Early Adoption and Prescribing Patterns of Resmetirom: A Multi-Institutional National Analysis.
Liver Int · 2026
Last updated 2026-05-28Resmetirom, the first FDA-approved treatment for a liver condition called MASH with moderate-to-advanced fibrosis, was studied in 3,712 patients across 44 healthcare organizations. About 5.4% of eligible patients received the drug, with those treated more likely to also be taking GLP-1 drugs like semaglutide or tirzepatide. The study found that resmetirom was used more often in patients with higher rates of conditions like diabetes or high cholesterol, but also noted possible coding errors or off-label use.

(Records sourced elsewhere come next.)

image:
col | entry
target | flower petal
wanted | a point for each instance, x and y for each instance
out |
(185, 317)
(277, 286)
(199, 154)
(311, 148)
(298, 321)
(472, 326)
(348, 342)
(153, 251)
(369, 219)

AI summary of the abstract below.
| Journal | Liver Int, 2026 |
|---|---|
| Citations | 0 |
| Molecules | — |
| Conditions studied | Mash |
Abstract
Resmetirom received FDA approval in March 2024 as the first therapy for noncirrhotic MASH with moderate-to-advanced fibrosis. This retrospective cohort study used the TriNetX Research Network to assess early prescribing patterns among 3712 patients across 44 healthcare organisations. The mean age was 57.6 years, 57% were female, and the mean BMI was 33.9 kg/m. The cohort was predominantly White (73.8%), with representation from Hispanic/Latino (11.7%) and Asian (8.1%) populations. MASLD and MASH diagnoses were documented in 72% and 56% of patients, while 15% carried cirrhosis codes. Common comorbidities included dyslipidaemia (55%), hypertension (52%) and type 2 diabetes (41%). GLP-1 receptor agonists were commonly prescribed, with semaglutide (n = 1124), tirzepatide (n = 842), dulaglutide (n = 391) and liraglutide (n = 203) representing the most frequently used agents. Among 19 643 treatment-eligible patients (1057 treated and 18 586 untreated), 5.4% received resmetirom. Treated patients were more frequently Asian or Hispanic and more likely to be prescribed GLP-1 receptor agonists, statins, metformin or ARBs (all p < 0.01). Early prescribing demonstrates preferential use among individuals with higher metabolic burden but reveals potential miscoding or off-label use and significant underutilization among eligible populations.